In mijn bescheiden kamer is aan de binnenkant van de deur een langwerpige spiegel bevestigd. De vorige bewoner heeft ‘m laten hangen, erg bijzonder is het ding ook niet. De spiegel en ik kennen elkaar voornamelijk van de blik die we uitwisselen wanneer ik de deur uitga. "Als je haar maar goed zit" en van die dingen meer. Maar sinds ik gisteren de gruizige garage sound van Ty Segall ontdekte, is onze onderlinge verhouding naar nieuwe hoogten gestegen.
Vorig jaar al fluisterde een vriend, met veel langer haar en meer underground credibility dan ik zelf, me toe dat hij bezeten was door een Amerikaanse artiest. De naam vergat ik, die vriend zag ik een poos niet en ik leefde verder zonder het gevoel van een groots muzikaal gemis. Tot gisteren dus, toen ik de nieuwste van deze lo-fi rocker op de Luisterpaal aantrof.

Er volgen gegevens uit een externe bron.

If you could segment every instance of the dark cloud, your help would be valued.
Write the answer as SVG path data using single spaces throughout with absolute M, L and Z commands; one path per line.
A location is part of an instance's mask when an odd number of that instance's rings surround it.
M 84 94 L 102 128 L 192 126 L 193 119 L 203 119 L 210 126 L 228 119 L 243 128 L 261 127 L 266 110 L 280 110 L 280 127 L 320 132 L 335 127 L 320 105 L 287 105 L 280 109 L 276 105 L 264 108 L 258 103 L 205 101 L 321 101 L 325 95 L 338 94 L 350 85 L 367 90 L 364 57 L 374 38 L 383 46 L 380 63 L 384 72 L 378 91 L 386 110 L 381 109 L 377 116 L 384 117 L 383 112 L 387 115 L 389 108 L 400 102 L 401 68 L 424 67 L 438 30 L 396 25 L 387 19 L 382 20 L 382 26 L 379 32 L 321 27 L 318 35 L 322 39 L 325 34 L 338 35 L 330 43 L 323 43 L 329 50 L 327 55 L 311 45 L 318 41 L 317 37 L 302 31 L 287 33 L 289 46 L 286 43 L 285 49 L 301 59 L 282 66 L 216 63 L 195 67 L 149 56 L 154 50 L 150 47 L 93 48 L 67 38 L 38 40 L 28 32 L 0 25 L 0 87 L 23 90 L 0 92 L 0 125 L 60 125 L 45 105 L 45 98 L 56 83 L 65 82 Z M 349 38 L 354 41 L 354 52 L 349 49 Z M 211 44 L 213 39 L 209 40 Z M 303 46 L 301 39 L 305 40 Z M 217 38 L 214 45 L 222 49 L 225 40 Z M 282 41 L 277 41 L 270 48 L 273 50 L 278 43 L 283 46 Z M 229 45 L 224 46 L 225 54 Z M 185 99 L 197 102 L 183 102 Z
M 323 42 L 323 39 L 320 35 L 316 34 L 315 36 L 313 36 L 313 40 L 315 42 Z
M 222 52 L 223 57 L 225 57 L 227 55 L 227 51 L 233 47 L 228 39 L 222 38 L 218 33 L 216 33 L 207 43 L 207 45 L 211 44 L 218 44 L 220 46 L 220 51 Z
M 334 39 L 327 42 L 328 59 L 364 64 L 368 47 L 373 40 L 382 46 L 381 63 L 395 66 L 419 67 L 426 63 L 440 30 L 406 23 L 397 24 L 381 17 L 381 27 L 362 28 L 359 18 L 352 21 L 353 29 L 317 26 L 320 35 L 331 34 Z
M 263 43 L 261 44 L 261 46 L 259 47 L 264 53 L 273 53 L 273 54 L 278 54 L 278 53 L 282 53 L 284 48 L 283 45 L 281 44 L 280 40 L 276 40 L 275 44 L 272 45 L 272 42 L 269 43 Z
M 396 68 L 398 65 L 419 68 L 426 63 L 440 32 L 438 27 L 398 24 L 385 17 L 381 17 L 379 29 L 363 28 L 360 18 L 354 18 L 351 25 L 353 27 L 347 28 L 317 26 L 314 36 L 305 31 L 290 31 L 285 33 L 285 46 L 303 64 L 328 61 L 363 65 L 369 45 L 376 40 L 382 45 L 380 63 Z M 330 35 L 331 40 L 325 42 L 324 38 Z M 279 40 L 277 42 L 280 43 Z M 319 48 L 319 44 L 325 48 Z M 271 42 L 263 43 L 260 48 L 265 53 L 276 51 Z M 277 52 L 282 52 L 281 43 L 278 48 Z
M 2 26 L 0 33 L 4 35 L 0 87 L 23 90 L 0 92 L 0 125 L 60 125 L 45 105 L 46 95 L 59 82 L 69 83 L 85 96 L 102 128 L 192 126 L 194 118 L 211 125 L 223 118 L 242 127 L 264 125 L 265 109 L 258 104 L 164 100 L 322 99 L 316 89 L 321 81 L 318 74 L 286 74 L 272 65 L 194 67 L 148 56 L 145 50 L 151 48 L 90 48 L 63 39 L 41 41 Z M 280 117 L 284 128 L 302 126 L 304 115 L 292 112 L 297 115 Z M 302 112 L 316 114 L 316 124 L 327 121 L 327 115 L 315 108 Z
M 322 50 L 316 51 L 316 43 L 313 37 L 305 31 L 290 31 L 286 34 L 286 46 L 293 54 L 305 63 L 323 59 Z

Een maand te laat helaas, want in mei speelde hij de kleine zaal van Paradiso plat. Omdat de rauwe energie van Ty Segall stilzitten niet duldt, zoek ik bij gebrek aan een dansvloer mijn toevlucht tot een danspartner die zijn pasjes altijd keurig afstemt op die van mij. Schokkerige spasmen of een plotselinge pirouette, hij blijkt op alles voorbereid. In de beperkte ruimte die mij en mijn evenbeeld geboden is, dansen we alsof het een lieve lust is, terwijl we tussendoor stoer in elkaars ogen staren.